EDUCARE L’ITALIA UNITA

Nel 1883 esce il capolavoro di Collodi Le avventure di Pinocchio.

 Sarà letto in tutto il mondo, tradotto in duecento lingue. Tre anni dopo, Cuore di De Amicis: quaranta edizioni nell’anno stesso della pubblicazione. Come afferma Asor Rosa (Le voci di un’Italia bambina, «Cuore» e «Pinocchio» in Storia d’Italia, vol. IV, Einaudi 1975, pp. 925-40), forse nessuna opera della letteratura italiana contemporanea è riuscita a far vibrare con tanto successo sentimenti universali come questi due libri per ragazzi, mentre la cultura italiana, nella sua produzione «seria» e «per adulti», si affannava verso le più diverse direzioni ad affrontare il problema di una crescita nazionale. Cuore e Pinocchio devono perciò occupare un posto centrale nello studio del tessuto culturale dell’Italia postunitaria.

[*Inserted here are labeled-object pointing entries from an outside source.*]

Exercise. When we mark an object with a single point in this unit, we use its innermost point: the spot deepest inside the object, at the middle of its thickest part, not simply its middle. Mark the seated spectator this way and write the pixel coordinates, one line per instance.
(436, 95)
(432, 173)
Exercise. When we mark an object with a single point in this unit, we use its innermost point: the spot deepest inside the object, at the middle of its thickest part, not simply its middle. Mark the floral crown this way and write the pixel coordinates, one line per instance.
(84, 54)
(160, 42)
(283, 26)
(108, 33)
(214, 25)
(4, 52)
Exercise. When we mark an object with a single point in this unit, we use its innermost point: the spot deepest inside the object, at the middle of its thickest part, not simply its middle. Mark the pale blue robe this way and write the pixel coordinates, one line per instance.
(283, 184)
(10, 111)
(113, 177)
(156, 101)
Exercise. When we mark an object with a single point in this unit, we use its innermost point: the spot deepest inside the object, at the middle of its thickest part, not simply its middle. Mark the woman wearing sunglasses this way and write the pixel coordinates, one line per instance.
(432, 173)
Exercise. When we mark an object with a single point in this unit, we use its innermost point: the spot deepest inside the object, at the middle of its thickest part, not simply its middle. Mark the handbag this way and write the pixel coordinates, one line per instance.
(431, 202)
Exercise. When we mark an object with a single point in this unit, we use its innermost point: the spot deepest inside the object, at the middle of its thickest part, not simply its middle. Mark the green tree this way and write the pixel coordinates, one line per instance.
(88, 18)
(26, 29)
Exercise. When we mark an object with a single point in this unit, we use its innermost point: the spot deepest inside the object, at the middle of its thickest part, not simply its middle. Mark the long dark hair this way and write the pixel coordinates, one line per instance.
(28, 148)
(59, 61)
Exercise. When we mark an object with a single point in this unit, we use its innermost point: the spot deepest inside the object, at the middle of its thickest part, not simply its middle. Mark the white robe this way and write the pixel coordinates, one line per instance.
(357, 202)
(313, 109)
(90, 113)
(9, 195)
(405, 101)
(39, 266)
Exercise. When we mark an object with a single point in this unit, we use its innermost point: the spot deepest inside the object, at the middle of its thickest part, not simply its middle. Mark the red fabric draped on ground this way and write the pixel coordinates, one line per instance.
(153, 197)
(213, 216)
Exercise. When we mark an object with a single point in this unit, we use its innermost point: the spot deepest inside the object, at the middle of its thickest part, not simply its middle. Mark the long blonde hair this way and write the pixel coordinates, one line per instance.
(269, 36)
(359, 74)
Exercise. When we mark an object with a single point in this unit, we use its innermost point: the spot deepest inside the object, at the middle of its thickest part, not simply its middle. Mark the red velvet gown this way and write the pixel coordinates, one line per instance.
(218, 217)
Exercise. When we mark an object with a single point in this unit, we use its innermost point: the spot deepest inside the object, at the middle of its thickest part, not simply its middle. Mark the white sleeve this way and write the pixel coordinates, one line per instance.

Nonostante le apparenze (Cuore sentimentale, Pinocchio favolistico), le due opere esprimono un rapporto con la realtà doloroso e drammatico. L’Italietta degli ultimi decenni dell’Ottocento, messa di fronte ai propri gravi limiti, si rendeva sempre più conto che, per diventare una nazione moderna, le occorreva puntare sul valore del sacrificio, dello sforzo, dell’altruismo, del rafforzamento della tempra morale e intellettuale. I due libri «per ragazzi» vanno letti alla luce della formazione di un’Italia ancora immatura. È utile ricordare che, fino a circa sessant’anni fa, la lettura dei due libri di formazione era quasi un obbligo per i bambini e poteva costituire materia di insegnamento.

 

Interclassismo eroico

Cuore è un diario, scritto da Enrico, un ragazzo di terza elementare, il cui padre ogni tanto inserisce qualche suo pensiero, come quando esorta il figlio a conservare e coltivare di preferenza l’amicizia, l’amore e il rispetto nei confronti dei compagni appartenenti alle classi più umili. «Se non conserverai queste amicizie… vivrai in una classe sola, e l’uomo che pratica una sola classe sociale, è come uno studioso che non legge altro che un libro… Se c’è una superiorità di merito è dalla parte del soldato, dell’operaio, i quali ricavan dall’opera propria minor profitto. Ama dunque, rispetta sopra tutti, fra i tuoi compagni, i figli dei soldati del lavoro; onora in essi le fatiche e i sacrifici dei loro parenti; disprezza le differenze di fortuna e di classe, sulle quali i vili soltanto regolano i sentimenti e la cortesia; pensa che uscì quasi tutto dalle vene dei lavoratori delle officine e dei campi il sangue benedetto che ci ha redento la patria» (Cuore, ed. Lucchi 1982, p. 208). Verrebbe da domandare al padre di Enrico se questi eroici lavoratori versarono il sangue per una loro scelta o perché costretti… Un esempio di interclassismo lo troviamo nella feroce polemica contro gli «opposti estremismi» che ostacolano la feconda collaborazione tra le classi. Vengono messi sullo stesso piano nella condanna sia il sottoproletario, ribelle e irrecuperabile (delinquente nato?), Franti, sia Nobis, l’aristocratico superbo: «Nobis può fare il paio con Franti» (p. 117).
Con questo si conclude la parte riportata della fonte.